There is one way all of the measurements can be correct, and that is if something is wrong with scientists’ interpretations of those measurements. Knox notes everything we know about the origin of the sound horizon depends on a theoretical model of how the universe behaved during its unseen initial 380,000 years. If the models are wrong and the size of the sound horizon is different than what they predict, that adjustment would change all of the numbers derived from it, including the Hubble constant. “If there is a cosmological solution, it has to be one that results in a smaller sound horizon,” Knox says. Shrink it by just 7 percent, and all of the studies happily agree with one another. The problem is, it is not at all clear what could account for such shrinking. In almost every other way, the model and the observations fit together tightly.

“It’s been really hard to think of an answer that explains everything perfectly. It will have to be something complicated, because we’ve tried all the simple things already,” says Marius Millea, a researcher at the Berkeley Center for Cosmological Physics and one of Knox’s co-authors. He notes it is much easier to tick off the things that do not work: Undiscovered kind of neutrino? Nope. New type of interaction between photons? Uh-uh. They all conflict with the data.

The most convincing explanation, in Knox’s view, is that the very early universe was expanding slightly faster than expected. If so, it would have cooled more quickly and frozen the sound horizon in place a little sooner. Then the sound horizon would be smaller than the one theorists have plugged into their models, and—problem solved! Or rather, then the problem is kicked down the road again, because now you need some explanation for what made the early cosmos take off more quickly.

Knox has his suspicion. “Potentially where this is leading us is to a new ingredient in the ‘dark sector,’” he says, referring to cosmologists’ catch-all term for invisible components of the universe that do not interact with radiation in any way. Researchers already invoke dark matter to explain galactic motion and dark energy to account for the universe’s accelerating expansion. The divergent measurements of the Hubble constant may be the first sign of the existence of a third dark component, Knox argues—a “dark turbo,” perhaps, that added to the energy of the early universe, hastening its expansion and changing the pitch of its sounds. A related possibility is dark energy has more than one form, or changes over time in complicated ways. A recent study of 1,598 distant quasars using NASA’s Chandra X-Ray Observatory offers intriguing, if preliminary, evidence for the latter interpretation.

It may seem like cheating to invoke something new and unseen to explain away a confusing result, but Knox looks at the situation the opposite way: The Hubble constant conflict may be bringing into view an aspect of the universe that had completely eluded detection until now. And he does not see anything strange about there being multiple kinds of dark elements out there. He points out the visible part of the universe contains many different types of particles and forces, and asks: Could not the dark side of the universe be complicated as well?

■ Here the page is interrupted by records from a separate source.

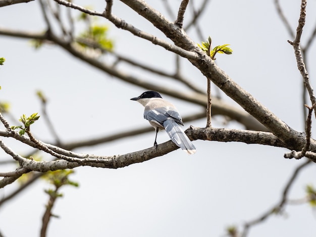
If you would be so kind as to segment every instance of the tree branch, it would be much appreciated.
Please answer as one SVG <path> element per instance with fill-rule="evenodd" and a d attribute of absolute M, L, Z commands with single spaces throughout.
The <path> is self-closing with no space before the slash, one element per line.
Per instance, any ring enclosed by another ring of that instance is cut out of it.
<path fill-rule="evenodd" d="M 296 29 L 296 36 L 294 41 L 292 42 L 290 40 L 288 40 L 288 42 L 291 44 L 294 48 L 295 57 L 296 58 L 296 62 L 297 63 L 297 67 L 301 73 L 302 77 L 303 77 L 304 85 L 308 92 L 311 104 L 314 104 L 316 103 L 316 97 L 315 97 L 313 90 L 309 82 L 309 77 L 306 69 L 305 63 L 303 60 L 300 46 L 301 36 L 303 32 L 303 27 L 304 27 L 304 26 L 305 25 L 305 21 L 306 18 L 306 1 L 302 0 L 301 11 L 299 19 L 298 20 L 298 26 Z M 316 116 L 316 111 L 315 111 L 314 112 L 315 115 Z"/>
<path fill-rule="evenodd" d="M 189 0 L 182 0 L 180 4 L 179 11 L 178 12 L 178 17 L 177 20 L 175 22 L 175 24 L 179 26 L 180 28 L 182 28 L 183 25 L 183 19 L 184 18 L 184 13 L 186 10 L 187 6 L 189 3 Z"/>
<path fill-rule="evenodd" d="M 0 7 L 12 5 L 13 4 L 28 3 L 34 0 L 0 0 Z"/>
<path fill-rule="evenodd" d="M 247 236 L 248 232 L 249 231 L 249 229 L 251 227 L 252 227 L 256 224 L 262 222 L 273 214 L 279 213 L 282 211 L 282 209 L 284 208 L 284 205 L 287 201 L 287 196 L 288 195 L 290 189 L 293 186 L 294 181 L 298 175 L 298 174 L 304 168 L 305 168 L 306 166 L 311 163 L 311 162 L 310 160 L 307 160 L 307 161 L 303 163 L 302 164 L 299 165 L 295 169 L 294 172 L 292 174 L 292 176 L 288 181 L 287 185 L 285 186 L 284 189 L 283 190 L 281 200 L 278 203 L 277 203 L 277 204 L 273 206 L 272 208 L 269 209 L 267 212 L 266 212 L 261 215 L 259 216 L 258 217 L 255 218 L 250 221 L 246 222 L 244 225 L 244 229 L 242 232 L 242 234 L 241 234 L 241 236 L 242 237 L 245 237 L 246 236 Z"/>

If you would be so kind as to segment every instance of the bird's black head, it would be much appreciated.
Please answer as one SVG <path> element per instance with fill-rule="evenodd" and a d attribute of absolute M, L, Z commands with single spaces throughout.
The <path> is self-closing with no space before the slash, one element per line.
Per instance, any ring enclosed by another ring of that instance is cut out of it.
<path fill-rule="evenodd" d="M 132 100 L 137 100 L 139 99 L 144 99 L 144 98 L 163 98 L 161 95 L 157 92 L 156 91 L 146 91 L 143 93 L 141 95 L 140 95 L 138 97 L 132 98 L 131 99 Z"/>

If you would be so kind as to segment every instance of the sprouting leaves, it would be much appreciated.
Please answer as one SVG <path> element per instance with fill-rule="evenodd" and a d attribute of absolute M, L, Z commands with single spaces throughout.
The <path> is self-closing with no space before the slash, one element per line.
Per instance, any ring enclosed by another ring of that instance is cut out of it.
<path fill-rule="evenodd" d="M 316 207 L 316 189 L 312 185 L 307 185 L 306 187 L 308 202 L 313 207 Z"/>
<path fill-rule="evenodd" d="M 24 135 L 26 131 L 30 131 L 31 125 L 34 124 L 37 120 L 38 120 L 38 118 L 39 118 L 39 115 L 37 115 L 37 113 L 34 113 L 28 117 L 26 117 L 25 114 L 23 114 L 21 116 L 19 121 L 22 122 L 24 127 L 23 127 L 22 126 L 12 126 L 11 127 L 11 129 L 13 130 L 20 129 L 19 131 L 19 134 L 20 136 Z"/>
<path fill-rule="evenodd" d="M 204 52 L 206 52 L 206 54 L 209 56 L 209 52 L 211 50 L 212 46 L 212 38 L 210 36 L 208 36 L 208 39 L 207 41 L 206 42 L 202 41 L 202 45 L 200 45 L 199 44 L 197 44 L 197 46 L 198 46 L 201 49 L 202 49 Z"/>
<path fill-rule="evenodd" d="M 85 13 L 81 13 L 78 20 L 83 21 L 87 26 L 85 30 L 79 35 L 77 42 L 80 45 L 84 48 L 101 48 L 108 51 L 113 49 L 113 41 L 108 35 L 108 25 L 97 23 L 97 18 Z"/>
<path fill-rule="evenodd" d="M 113 48 L 113 42 L 109 39 L 107 33 L 109 30 L 109 27 L 106 25 L 94 24 L 90 26 L 89 29 L 82 32 L 80 37 L 84 39 L 85 42 L 79 42 L 79 44 L 84 47 L 90 47 L 91 45 L 88 44 L 88 42 L 91 42 L 92 44 L 102 48 L 111 50 Z"/>
<path fill-rule="evenodd" d="M 3 65 L 4 63 L 6 61 L 6 58 L 4 57 L 0 57 L 0 65 Z"/>
<path fill-rule="evenodd" d="M 206 42 L 202 41 L 202 45 L 197 44 L 197 45 L 203 51 L 205 52 L 206 54 L 210 57 L 210 58 L 215 60 L 215 55 L 218 52 L 219 53 L 225 53 L 226 54 L 231 54 L 233 53 L 233 50 L 228 47 L 230 44 L 223 44 L 222 45 L 218 45 L 212 49 L 212 38 L 208 36 L 208 39 Z"/>
<path fill-rule="evenodd" d="M 1 87 L 0 87 L 0 89 Z M 10 104 L 7 102 L 0 102 L 0 113 L 5 113 L 9 112 L 10 108 Z"/>

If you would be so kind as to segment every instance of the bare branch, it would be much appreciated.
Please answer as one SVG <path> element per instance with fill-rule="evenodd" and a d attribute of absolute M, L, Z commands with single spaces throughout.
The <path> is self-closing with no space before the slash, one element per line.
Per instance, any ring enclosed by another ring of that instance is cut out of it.
<path fill-rule="evenodd" d="M 179 11 L 178 12 L 178 17 L 177 20 L 175 22 L 175 24 L 179 26 L 180 28 L 182 28 L 183 25 L 183 19 L 184 17 L 184 13 L 186 10 L 187 6 L 189 3 L 189 0 L 182 0 Z"/>
<path fill-rule="evenodd" d="M 202 16 L 203 11 L 206 9 L 206 5 L 207 4 L 210 2 L 210 0 L 204 0 L 203 3 L 200 5 L 200 8 L 198 10 L 196 11 L 194 9 L 194 6 L 193 4 L 193 1 L 191 1 L 191 6 L 192 6 L 192 9 L 193 13 L 193 17 L 191 20 L 191 21 L 185 26 L 184 30 L 186 31 L 192 26 L 194 26 L 196 33 L 200 39 L 204 39 L 204 37 L 203 36 L 202 30 L 200 27 L 200 26 L 197 24 L 198 20 L 200 16 Z"/>
<path fill-rule="evenodd" d="M 165 48 L 166 49 L 171 52 L 176 53 L 184 57 L 190 58 L 195 57 L 197 56 L 197 55 L 193 52 L 190 52 L 189 51 L 184 50 L 176 45 L 172 45 L 167 41 L 159 39 L 153 35 L 148 34 L 148 33 L 144 32 L 144 31 L 139 30 L 138 29 L 134 27 L 133 25 L 126 23 L 123 20 L 114 16 L 113 14 L 112 14 L 111 12 L 109 11 L 109 9 L 107 9 L 107 8 L 106 8 L 106 11 L 103 13 L 101 13 L 95 12 L 94 11 L 89 10 L 79 5 L 77 5 L 76 4 L 73 4 L 69 2 L 67 2 L 64 0 L 54 1 L 62 5 L 64 5 L 66 7 L 69 7 L 74 9 L 78 10 L 82 12 L 87 13 L 92 16 L 98 16 L 106 17 L 111 22 L 112 22 L 114 25 L 115 25 L 117 27 L 119 28 L 121 28 L 123 30 L 127 30 L 132 33 L 133 34 L 136 35 L 136 36 L 149 40 L 154 44 L 161 46 Z M 109 8 L 111 9 L 111 8 Z"/>
<path fill-rule="evenodd" d="M 285 204 L 287 201 L 287 196 L 290 189 L 293 186 L 294 181 L 298 175 L 298 174 L 304 168 L 311 163 L 311 162 L 310 160 L 307 160 L 307 161 L 303 163 L 302 164 L 299 165 L 295 169 L 283 190 L 281 200 L 277 203 L 277 204 L 273 206 L 272 208 L 269 209 L 267 212 L 259 216 L 258 217 L 255 218 L 250 221 L 246 222 L 244 225 L 244 230 L 242 232 L 242 234 L 241 235 L 242 237 L 245 237 L 247 236 L 249 229 L 250 227 L 257 224 L 262 222 L 273 214 L 279 213 L 282 211 L 282 209 L 284 208 Z"/>
<path fill-rule="evenodd" d="M 305 20 L 306 18 L 306 1 L 302 0 L 301 11 L 299 19 L 298 20 L 298 26 L 296 29 L 296 36 L 294 41 L 292 42 L 288 40 L 288 42 L 290 43 L 294 48 L 295 57 L 296 58 L 296 62 L 297 63 L 297 67 L 301 73 L 302 77 L 303 77 L 304 85 L 308 92 L 311 103 L 312 104 L 314 104 L 316 103 L 316 97 L 315 97 L 312 87 L 311 87 L 309 82 L 309 77 L 306 69 L 305 63 L 303 60 L 300 46 L 301 36 L 303 32 L 303 27 L 304 27 L 304 26 L 305 25 Z M 314 112 L 316 116 L 316 111 Z"/>
<path fill-rule="evenodd" d="M 11 177 L 12 176 L 21 175 L 28 172 L 28 171 L 26 169 L 20 168 L 12 172 L 0 172 L 0 176 L 2 177 Z"/>
<path fill-rule="evenodd" d="M 295 37 L 294 35 L 294 32 L 292 30 L 292 27 L 291 27 L 289 21 L 285 17 L 284 14 L 283 13 L 283 11 L 281 9 L 281 5 L 280 5 L 279 0 L 275 0 L 274 4 L 276 6 L 276 8 L 277 9 L 278 14 L 279 14 L 279 16 L 280 16 L 282 22 L 284 24 L 285 28 L 287 30 L 289 34 L 292 38 L 294 38 Z"/>
<path fill-rule="evenodd" d="M 206 128 L 212 127 L 212 96 L 210 94 L 210 79 L 207 78 L 207 107 L 206 107 Z"/>
<path fill-rule="evenodd" d="M 0 7 L 6 7 L 6 6 L 12 5 L 13 4 L 21 4 L 23 3 L 28 3 L 34 0 L 0 0 Z"/>
<path fill-rule="evenodd" d="M 284 154 L 284 158 L 295 158 L 298 159 L 305 156 L 306 152 L 309 149 L 309 146 L 310 145 L 310 139 L 311 135 L 311 113 L 313 109 L 314 109 L 316 104 L 313 104 L 311 107 L 308 107 L 306 104 L 305 105 L 306 108 L 308 109 L 308 115 L 306 121 L 306 127 L 305 131 L 306 133 L 306 143 L 302 150 L 299 152 L 296 152 L 295 151 L 292 151 L 289 153 L 286 153 Z M 309 154 L 310 156 L 310 154 Z M 316 156 L 314 158 L 316 158 Z"/>
<path fill-rule="evenodd" d="M 13 159 L 15 160 L 19 161 L 20 164 L 24 161 L 26 158 L 22 157 L 21 156 L 17 153 L 14 152 L 12 150 L 8 147 L 2 141 L 2 139 L 0 139 L 0 147 L 1 147 L 5 152 L 12 156 Z"/>

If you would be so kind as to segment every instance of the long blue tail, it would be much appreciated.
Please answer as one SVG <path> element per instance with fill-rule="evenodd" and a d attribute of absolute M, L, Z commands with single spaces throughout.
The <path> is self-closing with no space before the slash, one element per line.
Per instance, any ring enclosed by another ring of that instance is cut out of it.
<path fill-rule="evenodd" d="M 194 154 L 195 147 L 185 135 L 179 124 L 173 119 L 164 122 L 164 127 L 171 140 L 188 154 Z"/>

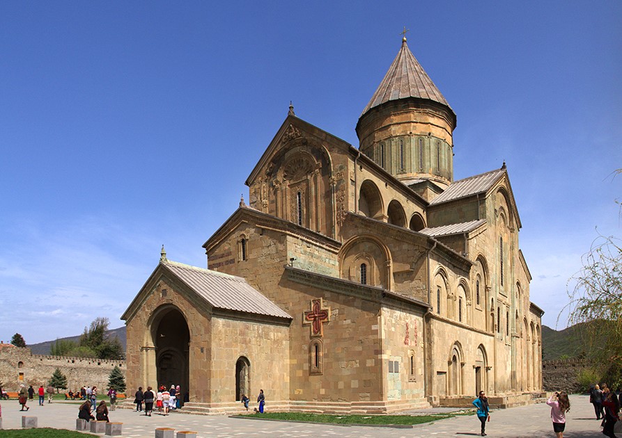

At any rate, this is not a philosophical debate but a concrete scientific question. New observations of the early universe by the South Pole Telescope in Antarctica and the Atacama Cosmology Telescope in Chile will further probe the sound horizon. Knox is also part of a proposed next-generation ground-based project called CMB-S4 that intends to map the polarization of the microwave sky with great sensitivity. Further, Freedman is nearly finished with her comprehensive data reanalysis. Studies of gravitational waves will provide a completely independent way to assess the true Hubble value as well.

Soon enough, data will settle whether scientists have been chasing errors or advancing on an undiscovered sector of the cosmos. “It’s much more interesting if it turns out to be fundamental new physics—but it’s not up to us wanting it to be one way or another,” Freedman says. “The universe doesn’t care what we think!”